Hacker News new | past | comments | ask | show | jobs | submit login
A method to use Google for DDoS. Bug or Not? (chr13.com)
104 points by chr13 on March 10, 2014 | hide | past | favorite | 50 comments



Nice catch. I'm not so sure about:

  A simple fix will be just crawling the links without the request parameters so that we don’t have to suffer.
Many links would fail/have different content if the request parameters were removed from the URL. Perhaps the crawler could use some kind of reverse bloom filter [1] to be more careful/back off if it receives the same content from multiple URLs. However nothing is simple at Google scale so there are probably issues with this approach too.

[1]: http://www.somethingsimilar.com/2012/05/21/the-opposite-of-a...


You can always change that to

    =image("http://targetname/1.jpg")   
    =image("http://targetname/2.jpg")   
    =image("http://targetname/3.jpg")


But what if 2.jpg doesn't exist? Or is a trivially small file?

The advantage of the querystring-method is that you can just find one suitable (i.e. huge) file and force Google to pull it down many times.


I'm not surprised at Google's response, since this looks to me along the same lines as putting lots of images in your signature in a popular forum; although in that case it is really is a DDoS.

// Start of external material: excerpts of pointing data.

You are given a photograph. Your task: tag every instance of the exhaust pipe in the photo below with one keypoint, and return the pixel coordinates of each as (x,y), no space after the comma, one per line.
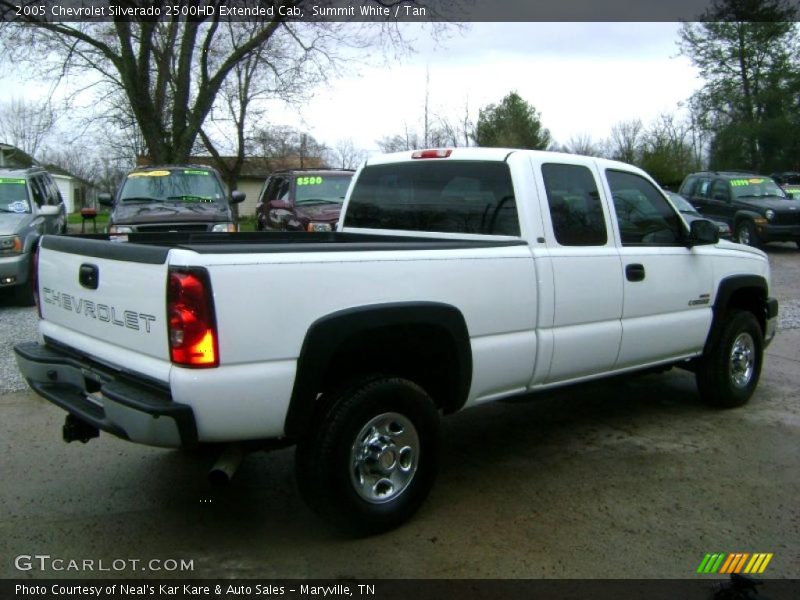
(77,430)
(226,466)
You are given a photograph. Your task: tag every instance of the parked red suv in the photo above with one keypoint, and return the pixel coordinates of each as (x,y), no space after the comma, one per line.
(302,200)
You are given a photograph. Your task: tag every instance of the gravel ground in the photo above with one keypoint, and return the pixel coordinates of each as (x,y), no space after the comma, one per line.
(789,313)
(16,325)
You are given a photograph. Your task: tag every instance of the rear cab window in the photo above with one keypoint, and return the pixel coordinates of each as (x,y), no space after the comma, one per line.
(14,195)
(576,210)
(470,197)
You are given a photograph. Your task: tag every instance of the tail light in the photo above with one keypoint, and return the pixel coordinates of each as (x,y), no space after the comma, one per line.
(190,313)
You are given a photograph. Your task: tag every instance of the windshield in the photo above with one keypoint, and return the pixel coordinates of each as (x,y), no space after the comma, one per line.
(755,187)
(175,185)
(14,196)
(322,188)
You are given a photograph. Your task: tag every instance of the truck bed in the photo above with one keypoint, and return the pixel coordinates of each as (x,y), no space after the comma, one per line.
(153,247)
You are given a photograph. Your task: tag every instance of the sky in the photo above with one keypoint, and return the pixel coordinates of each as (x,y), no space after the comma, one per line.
(581,77)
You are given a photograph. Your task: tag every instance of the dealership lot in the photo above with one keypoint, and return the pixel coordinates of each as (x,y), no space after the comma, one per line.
(628,478)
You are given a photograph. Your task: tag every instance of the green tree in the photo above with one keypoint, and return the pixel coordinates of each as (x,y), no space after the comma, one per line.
(511,124)
(169,74)
(747,53)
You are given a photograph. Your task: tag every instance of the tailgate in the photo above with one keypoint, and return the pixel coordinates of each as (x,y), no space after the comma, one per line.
(108,291)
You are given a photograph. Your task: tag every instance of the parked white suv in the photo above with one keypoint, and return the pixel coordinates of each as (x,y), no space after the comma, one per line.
(30,206)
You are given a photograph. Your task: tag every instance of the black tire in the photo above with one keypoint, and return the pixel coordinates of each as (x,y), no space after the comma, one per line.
(746,234)
(728,374)
(341,483)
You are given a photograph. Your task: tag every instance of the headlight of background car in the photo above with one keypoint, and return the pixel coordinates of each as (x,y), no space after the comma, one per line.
(11,244)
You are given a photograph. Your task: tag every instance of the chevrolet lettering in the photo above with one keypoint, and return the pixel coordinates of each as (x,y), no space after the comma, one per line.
(450,278)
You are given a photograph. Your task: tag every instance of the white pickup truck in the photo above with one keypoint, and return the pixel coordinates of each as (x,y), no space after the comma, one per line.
(456,277)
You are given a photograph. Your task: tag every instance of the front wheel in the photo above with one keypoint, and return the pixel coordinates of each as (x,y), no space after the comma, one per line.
(370,459)
(746,234)
(728,373)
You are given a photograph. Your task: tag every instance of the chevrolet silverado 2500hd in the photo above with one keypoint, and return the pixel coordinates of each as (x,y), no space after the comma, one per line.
(455,278)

Maybe Google should consider putting a bandwidth limiter of some sort on that (or even better: use hashes to avoid duplicates), but I think screaming "security! vulnerability!" is not a good action to take here...

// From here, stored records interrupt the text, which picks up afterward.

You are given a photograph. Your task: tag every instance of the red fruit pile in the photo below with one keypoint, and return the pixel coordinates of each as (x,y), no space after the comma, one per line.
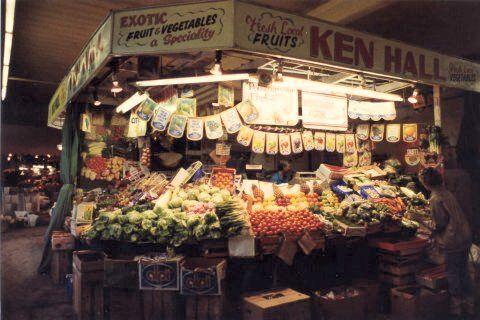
(268,223)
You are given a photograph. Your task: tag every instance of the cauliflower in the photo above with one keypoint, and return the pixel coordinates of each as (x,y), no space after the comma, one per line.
(204,197)
(176,202)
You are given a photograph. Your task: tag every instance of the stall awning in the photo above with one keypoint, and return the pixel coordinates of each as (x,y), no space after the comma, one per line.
(246,27)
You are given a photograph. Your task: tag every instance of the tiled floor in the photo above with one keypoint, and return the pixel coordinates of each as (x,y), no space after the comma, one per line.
(27,295)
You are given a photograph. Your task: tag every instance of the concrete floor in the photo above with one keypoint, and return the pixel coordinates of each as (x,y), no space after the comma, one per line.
(27,295)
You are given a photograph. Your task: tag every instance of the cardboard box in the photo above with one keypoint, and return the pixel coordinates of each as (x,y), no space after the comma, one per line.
(282,304)
(62,241)
(414,302)
(159,273)
(202,276)
(349,307)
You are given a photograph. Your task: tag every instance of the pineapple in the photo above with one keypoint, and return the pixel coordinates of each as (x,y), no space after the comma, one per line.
(257,192)
(317,188)
(305,188)
(277,192)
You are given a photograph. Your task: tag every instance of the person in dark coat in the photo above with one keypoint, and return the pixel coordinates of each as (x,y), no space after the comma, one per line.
(452,232)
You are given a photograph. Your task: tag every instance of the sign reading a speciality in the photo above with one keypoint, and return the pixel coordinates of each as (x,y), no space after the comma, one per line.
(271,143)
(324,112)
(275,105)
(173,28)
(319,140)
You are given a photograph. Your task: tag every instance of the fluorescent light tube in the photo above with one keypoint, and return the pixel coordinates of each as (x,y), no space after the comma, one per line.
(327,88)
(7,49)
(5,71)
(131,102)
(9,15)
(193,80)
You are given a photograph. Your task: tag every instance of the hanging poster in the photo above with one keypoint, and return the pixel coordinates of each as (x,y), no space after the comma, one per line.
(177,126)
(170,100)
(324,112)
(350,159)
(393,132)
(307,137)
(146,109)
(410,132)
(160,119)
(213,127)
(195,129)
(371,110)
(350,143)
(86,122)
(258,142)
(319,140)
(231,120)
(412,157)
(296,138)
(284,143)
(225,96)
(272,143)
(247,110)
(365,158)
(187,107)
(245,135)
(330,142)
(363,131)
(276,105)
(376,132)
(136,126)
(340,142)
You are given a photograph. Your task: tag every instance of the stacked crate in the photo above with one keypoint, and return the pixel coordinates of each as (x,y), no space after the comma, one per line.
(398,260)
(88,284)
(63,244)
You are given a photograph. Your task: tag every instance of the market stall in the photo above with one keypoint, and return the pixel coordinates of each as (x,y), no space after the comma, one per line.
(186,111)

How could Google use hashes to avoid duplication? They'd have to download each link before they could hash the contents thereof, so the damage would still be done.


The damage could be 3 downloads per Google Document. If 3 downloads produce 3 similar hashes then start limiter/throw up capchta/delay to avoid heavy intra-document duplication.


How could Google use hashes to avoid duplication?

Rate limit per website (e.g. don't download more than 10 images per domain per second)

Limit the total number of images it downloads per document, so a single user can not cause too much traffic.


In that case, users may notice a performance decrease in spreadsheets for images from certain websites.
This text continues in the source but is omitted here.